Baseball Headed “Back to the Future?”

Call it Babe Ruth's Revenge.

In 2017, under not-so-subtle pressure from the Major League Baseball Players Association, the owners got rid of the ridiculous rule that gave the league that won the All-Star Game home-field advantage in the World Series from 2003 through 2016, after the 2002 All-Star Game ended in a 7-7 tie after 11 innings when both teams ran out of pitchers. (What? No "emergency pitchers" in baseball like there are "emergency quarterbacks" in the NFL?).

Starting in 2017, home-field advantage in the World Series has been awarded the way it always should have been (and has been in the earlier postseason rounds since 1998) — namely, to the team with the better regular-season record (although, strangely, the same prohibition against a wild card team ever getting home field advantage does not apply in the World Series as applies in the earlier rounds of the playoffs).

Well, now the owners want to bring back the 154-game schedule, which will warm the hearts of all the surviving "purists" — if anything can.

The owners proposed this on January 31 — and so far, the union has yet to sign off on it.

While no details on how the regular-season schedule would proceed have been released, one would speculate that the number of times that each team plays each of its four division rivals will be reduced from 19 to 17 — 19 was always too many, and with the owners floating ideas of expansion (as Eno Sarris wrote in The Athletic on January 25), that number was going to come down sooner or later, unless baseball plans to realign the leagues into four four-team divisions when it does expand (probably an absolute non-starter after what happened with the NFL's "NFC Least" this past season).

If the owners hope to get the union to accept their proposal, they will probably need to abandon, or at least dial down on, their "squeeze play" — their proposal calls for 154 games to be played over 166 days. The pre-pandemic norm was to play 162 games over 186 days.
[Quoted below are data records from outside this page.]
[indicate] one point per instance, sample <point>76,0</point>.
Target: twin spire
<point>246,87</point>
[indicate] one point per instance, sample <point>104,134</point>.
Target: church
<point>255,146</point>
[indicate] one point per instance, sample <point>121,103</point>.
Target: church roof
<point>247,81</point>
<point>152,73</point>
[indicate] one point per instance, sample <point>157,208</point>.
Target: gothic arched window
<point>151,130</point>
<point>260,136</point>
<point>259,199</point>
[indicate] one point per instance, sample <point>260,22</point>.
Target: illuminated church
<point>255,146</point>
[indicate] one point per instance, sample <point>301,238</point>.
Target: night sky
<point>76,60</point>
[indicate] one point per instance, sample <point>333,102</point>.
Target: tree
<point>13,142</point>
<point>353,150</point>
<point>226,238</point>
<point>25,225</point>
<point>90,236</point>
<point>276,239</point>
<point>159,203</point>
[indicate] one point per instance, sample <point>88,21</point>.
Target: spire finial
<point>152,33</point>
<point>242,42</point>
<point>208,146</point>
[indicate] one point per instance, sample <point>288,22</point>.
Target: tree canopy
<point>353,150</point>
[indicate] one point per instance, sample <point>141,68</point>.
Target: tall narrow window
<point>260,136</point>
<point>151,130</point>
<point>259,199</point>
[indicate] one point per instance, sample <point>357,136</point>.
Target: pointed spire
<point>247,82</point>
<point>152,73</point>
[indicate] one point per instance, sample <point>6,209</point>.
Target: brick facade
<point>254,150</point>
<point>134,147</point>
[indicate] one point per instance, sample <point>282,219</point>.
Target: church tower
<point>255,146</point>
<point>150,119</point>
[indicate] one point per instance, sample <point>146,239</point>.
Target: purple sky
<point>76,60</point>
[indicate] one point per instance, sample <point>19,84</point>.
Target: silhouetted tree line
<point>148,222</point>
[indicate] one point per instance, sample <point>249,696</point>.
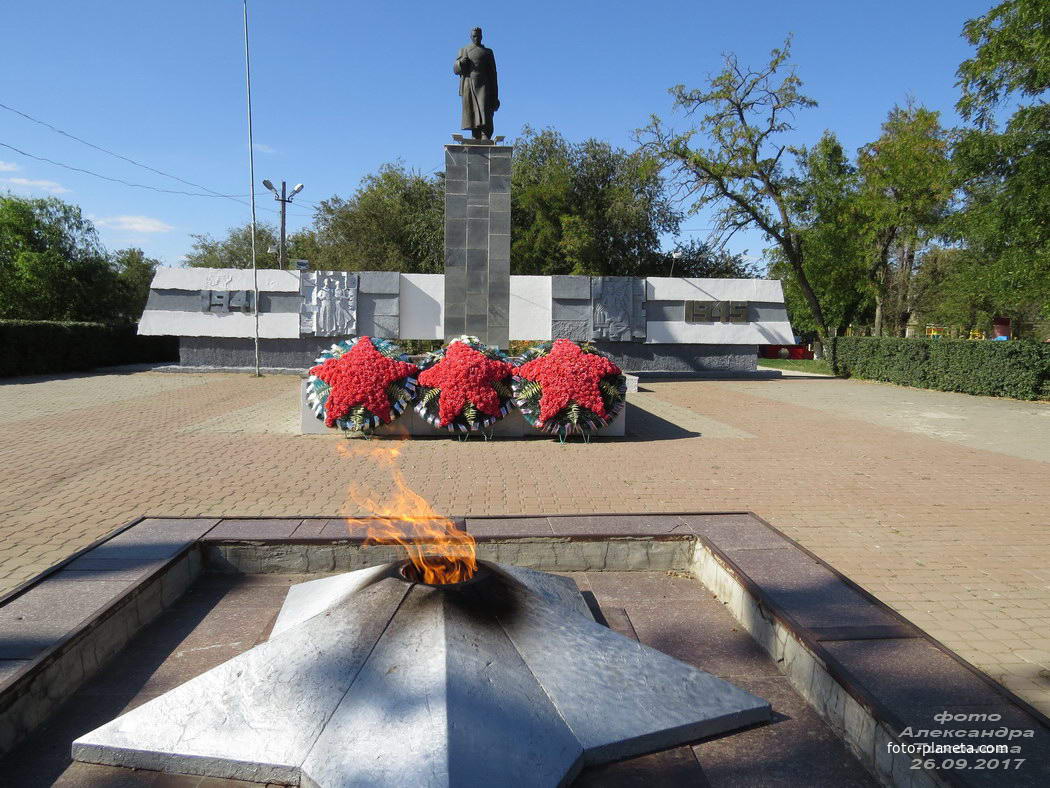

At the moment, the owners want seven teams in each league to make the playoffs (not clear if this would be the three division champions plus four wild-card teams in each league or first and second in each division plus one wild-card team — but if the number of intra-division games is cut one can pretty much bank on the former) and to keep the best-of-three format for the first round (which would be another awesome move — and even if the regular season is shortened by only eight days instead of 20, there would be no excuse not to observe a 1-1-1 format for these series, with the higher seed getting Game 1 and, if necessary, Game 3 at home, since three days would still be saved even if any series goes the full three games). The division champion with the best record in each league would earn a first-round bye.

One controversial gimmick — reminiscent of awarding home-field advantage in the World Series to the league that won the All-Star Game — is the owners' proposal to hold a live selection show in which every playoff team, in order of seeding, will get to select their first-round opponent. Hopefully, the union will oppose this in no uncertain terms, and force the owners to quash it.

The owners also advocate keeping the two biggest changes of 2020 — the designated hitter in both leagues, and extra innings beginning with a runner on second base (it will be runners on first and second at the Tokyo Olympics this summer) — in 2021, and perhaps beyond.

Now watch some dude hit 72 home runs this year (Barry "U.S." Bonds hit 73 in 2001).

Just what baseball would need — another asterisk.